Ön ittifaklar ruhu içinde, grupların kendi kültürel ve özgün yaşam hakları olmakla farkında olmasalar bile insan hakları uç vermişti. Köleci dönem ruhu içinde efendiye biat ve efendiye itaat ruhu esas ve asıl olmuştur. Özgün gruplar yaşamı yerinde yeller esmekle sınıflı yaşam ortaya konmuş.

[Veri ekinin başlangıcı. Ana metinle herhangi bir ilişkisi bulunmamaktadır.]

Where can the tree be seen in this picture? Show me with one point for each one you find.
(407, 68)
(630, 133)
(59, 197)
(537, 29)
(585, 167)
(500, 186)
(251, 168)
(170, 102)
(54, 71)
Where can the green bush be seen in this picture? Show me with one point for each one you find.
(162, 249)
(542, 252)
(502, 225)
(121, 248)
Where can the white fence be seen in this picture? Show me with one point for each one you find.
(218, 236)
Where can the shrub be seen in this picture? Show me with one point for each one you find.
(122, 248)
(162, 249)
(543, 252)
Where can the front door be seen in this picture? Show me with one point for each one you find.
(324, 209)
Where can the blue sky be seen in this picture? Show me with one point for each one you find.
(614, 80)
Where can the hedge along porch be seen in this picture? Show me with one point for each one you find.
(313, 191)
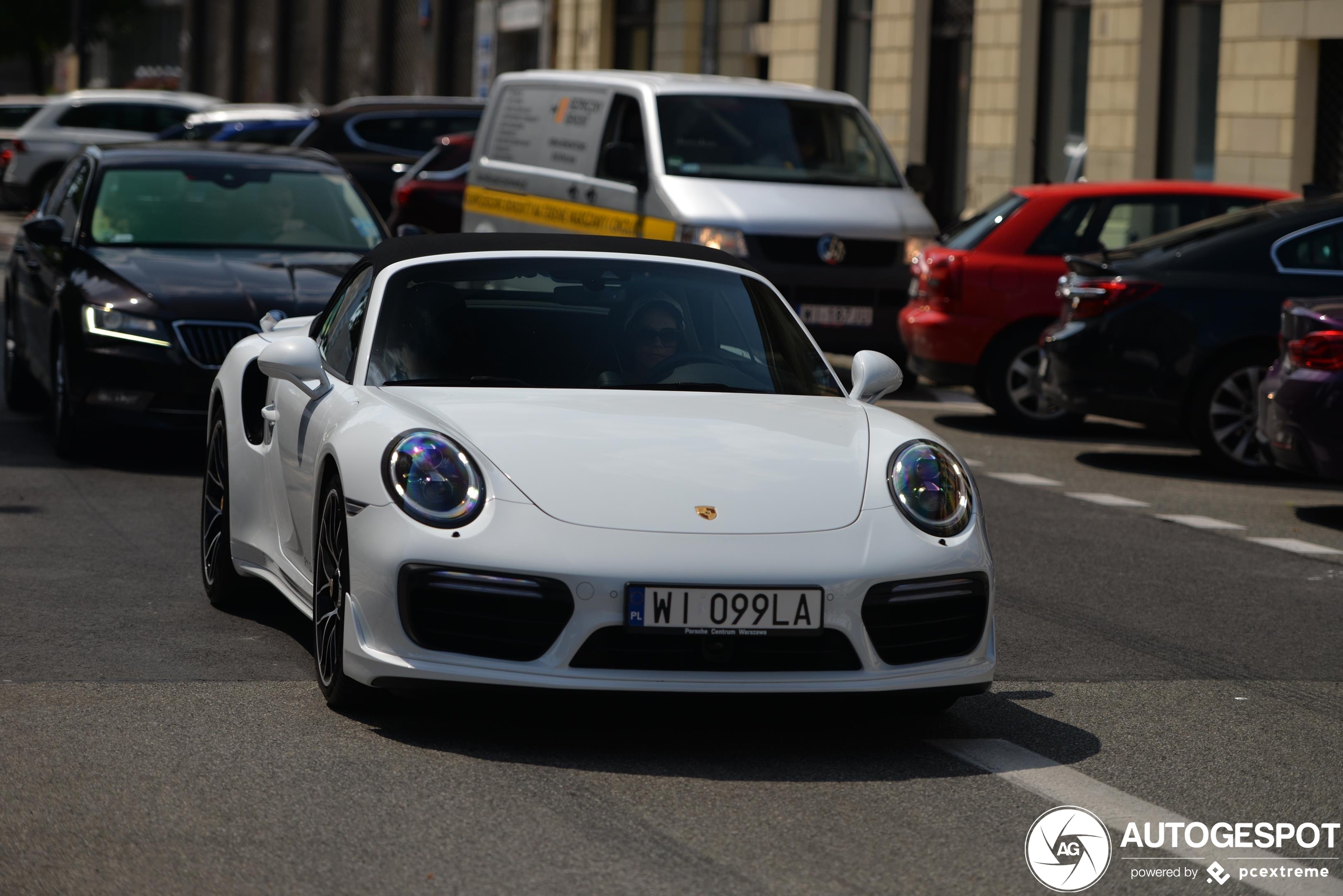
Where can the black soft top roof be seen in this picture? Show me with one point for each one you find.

Köle sınıfın özgün yaşamı yoktu ve yaşamları efendinin iznine tabiiydiler. Mülk sahipliği olan efendi hakları dışında insan olma ve insan hakları olucu tutumu mikroskopla arasanız bulamazsınız. Ancak günümüz ruhu içinde tam bir açıklıkla olmasa da insan olma ve insan hakları tutumu açık açık deklare edilip sayılabilmiştir.
Her dört zamanın ruhu (erken dönem, köleci dönem, feodal dönem, sanayi dönemi olan günümüz toplumları) farklı da olsa her biri bir uygarlık tarihidirler (totem dönem salt etnik kültür oluşla, sentez olmamakla uygarlık değil; sadece kültürdürler).